If you’re not racing in an Ironman, chances are you’ve been talking about a race or two that you plan on doing this season. Put your money where your mouth is by signing up. Motivation to train comes much easier once you’ve officially committed to a race. As an added benefit, most local races have early bird specials for signing up months in advance.
If your racing schedule is already built around an Ironman you signed up for six months before getting in the pool, now is a good time to sign up for a training camp.
Shed Some Winter Weight.
If you’re the type to put on a few extra pounds in the off-season, now is the time to focus on weight loss as a goal. It’s very common to think that once training volume ramps up, the weight will just come off. Unfortunately, this plan can potentially be detrimental to training. Focusing on diet and less calorie consumption now while training volume is still low will allow you to get to your goal race weight sooner, so that those important recovery calories can be consumed later. If you’re not feeding your body for recovery, and training hard at the same time—recovery won’t happen, and injury is imminent.

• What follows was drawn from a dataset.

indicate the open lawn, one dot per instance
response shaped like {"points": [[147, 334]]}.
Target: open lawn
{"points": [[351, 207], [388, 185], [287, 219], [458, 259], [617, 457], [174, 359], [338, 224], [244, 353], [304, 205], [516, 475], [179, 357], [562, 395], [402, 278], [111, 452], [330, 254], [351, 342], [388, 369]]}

Focus on Weekly Training (Short Term Goals). “The best way to eat an elephant is one bite at a time.”
It’s easy to get caught up in the training volume needed to complete a triathlon. “How will I ever be able to run for 3 hours at once?” The important thing to remember is this: being able to finish an Ironman in August does not require you to be able to swim, bike and run 140.6 miles in April! Trust your coach and the plan he or she has laid out for you. If you get the work done now, the Ironman will practically run itself.